Like the movie, the presentation was upbeat, and Chester Williams was extraordinarily positive. He talked about Mandela, who prized his team integration and later came to his wedding. Williams said the day the team won the Rugby World Cup, he saw a united South Africa for the first time.
But when I asked him what South Africa needs to continue progressing with Mandela gone, he said, “Acceptance.” Twenty years after apartheid ended, he added, there is still a percentage of the population that hasn’t accepted it.
The next week, another South African speaker at Notre Dame reinforced that.
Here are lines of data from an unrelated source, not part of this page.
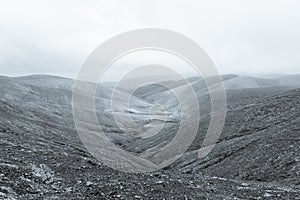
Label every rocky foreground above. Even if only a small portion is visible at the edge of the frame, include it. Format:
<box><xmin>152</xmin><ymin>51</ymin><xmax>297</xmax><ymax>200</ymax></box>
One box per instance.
<box><xmin>0</xmin><ymin>76</ymin><xmax>300</xmax><ymax>199</ymax></box>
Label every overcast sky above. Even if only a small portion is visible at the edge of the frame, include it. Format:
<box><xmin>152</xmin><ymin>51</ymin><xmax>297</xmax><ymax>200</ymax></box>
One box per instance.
<box><xmin>0</xmin><ymin>0</ymin><xmax>300</xmax><ymax>77</ymax></box>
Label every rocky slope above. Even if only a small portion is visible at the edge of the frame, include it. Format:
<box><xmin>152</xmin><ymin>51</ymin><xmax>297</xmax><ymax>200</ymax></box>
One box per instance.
<box><xmin>0</xmin><ymin>75</ymin><xmax>300</xmax><ymax>199</ymax></box>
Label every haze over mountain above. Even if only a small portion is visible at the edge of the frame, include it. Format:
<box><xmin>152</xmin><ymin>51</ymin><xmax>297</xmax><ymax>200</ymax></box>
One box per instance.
<box><xmin>0</xmin><ymin>74</ymin><xmax>300</xmax><ymax>199</ymax></box>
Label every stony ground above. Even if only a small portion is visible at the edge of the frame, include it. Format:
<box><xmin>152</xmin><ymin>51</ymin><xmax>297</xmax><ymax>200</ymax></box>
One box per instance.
<box><xmin>0</xmin><ymin>77</ymin><xmax>300</xmax><ymax>199</ymax></box>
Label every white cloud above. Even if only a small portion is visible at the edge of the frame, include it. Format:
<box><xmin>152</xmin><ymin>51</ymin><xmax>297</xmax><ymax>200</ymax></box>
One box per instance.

Ebrahim Rasool is the country’s U.S. ambassador, its most prestigious diplomatic post. Rasool is Muslim and has English, Dutch, Javanese, and Indian heritage, so he’s a prime example of why South Africa calls itself the Rainbow Nation.
Like Williams, Rasool was positive. He emphasized South Africa’s 11 official languages and flag of many colors. But after questions about things like shantytowns, protests, and violence against homosexuals, he conceded the country has a long way to go. That said, he added, conversations about race are “remarkably frank.”
“Even when Oscar Pistorius is on trial,” Rasool said, “we use it as an opportunity to understand ourselves better, why a young person would reach first for a gun.”
South African friends say both Chester Williams and Ebrahim Rasool are well-regarded back home. Both men focus on their country’s best ideals and progress toward them. Will we as outsiders see the same? Will the national conversation truly be frank and open? We’ll report back.
jane Freehill says
Interesting and timely! Wish we could have heard more when you were home.